The Kevin Wynn Collection's latest bravura performance (Cunningham Studio, February) expressed the fiery ecstasy of dance. Requirements: quick wit, stamina, willingness to work your butt off. Wynn's The Reflecting Skin, with vocal pyrotechnics by Philip Hamilton, offered duets and clusters of dancers pacing in close proximity. One could barely tell which body part belonged to which body. There was no stopping the great gobs of movement coming from a clever, playful imagination at fever pitch. (Why not turn her arm into a metronome, just for the hell of it?) When the crescendo of voice and action culminated in one man huffing, puffing, and swooning, I was ready to do the same.

How we missed the ailing Katherine Dunham at "Free to Dance: African Americans in Dance"! Even in her absence, she presided over this New School event.

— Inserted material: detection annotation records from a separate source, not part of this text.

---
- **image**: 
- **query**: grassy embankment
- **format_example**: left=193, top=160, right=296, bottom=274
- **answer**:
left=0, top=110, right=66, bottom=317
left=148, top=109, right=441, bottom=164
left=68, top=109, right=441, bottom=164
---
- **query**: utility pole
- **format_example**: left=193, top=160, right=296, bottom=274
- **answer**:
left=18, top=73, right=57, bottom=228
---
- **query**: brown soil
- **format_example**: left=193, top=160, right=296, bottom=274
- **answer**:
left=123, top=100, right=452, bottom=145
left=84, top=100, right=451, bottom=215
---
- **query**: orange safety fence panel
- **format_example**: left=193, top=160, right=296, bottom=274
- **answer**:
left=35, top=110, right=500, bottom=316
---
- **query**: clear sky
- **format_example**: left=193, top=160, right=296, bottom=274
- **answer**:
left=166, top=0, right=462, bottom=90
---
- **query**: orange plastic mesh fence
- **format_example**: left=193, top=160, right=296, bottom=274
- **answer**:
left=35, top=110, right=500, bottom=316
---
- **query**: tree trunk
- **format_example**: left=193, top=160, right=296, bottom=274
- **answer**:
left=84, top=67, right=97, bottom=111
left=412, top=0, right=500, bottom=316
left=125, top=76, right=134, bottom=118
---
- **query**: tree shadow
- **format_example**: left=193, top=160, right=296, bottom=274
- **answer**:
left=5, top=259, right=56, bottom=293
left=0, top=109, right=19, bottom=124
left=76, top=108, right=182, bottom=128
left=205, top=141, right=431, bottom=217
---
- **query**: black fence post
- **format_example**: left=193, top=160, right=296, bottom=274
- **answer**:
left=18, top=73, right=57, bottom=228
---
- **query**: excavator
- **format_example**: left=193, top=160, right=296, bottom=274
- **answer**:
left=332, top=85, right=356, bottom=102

Filmmaker Davis Lacy fed us tantalizing clips from his documentary on blacks in dance, airing in June on PBS—glimpses of the vital, spiritual culture Dunham explored in Haiti and Martinique, how she translated it for the concert stage, and how generations of teachers transmit her magnificent technique to today's youngsters. Ninety minutes could never do justice to the issues proffered by historian Julia Folkes, critic Zita Allen, and choreographer Ronald K. Brown—concerns about racial discrimination, the role of dancers in political struggle, and the often treacherous divide between white critics and the people of color they critique. While merely skimming these crucial issues, the seminar was a lively gathering of the Dunham faithful, who in the spirit of the Sankofa bird looked back in time to move forward with strength.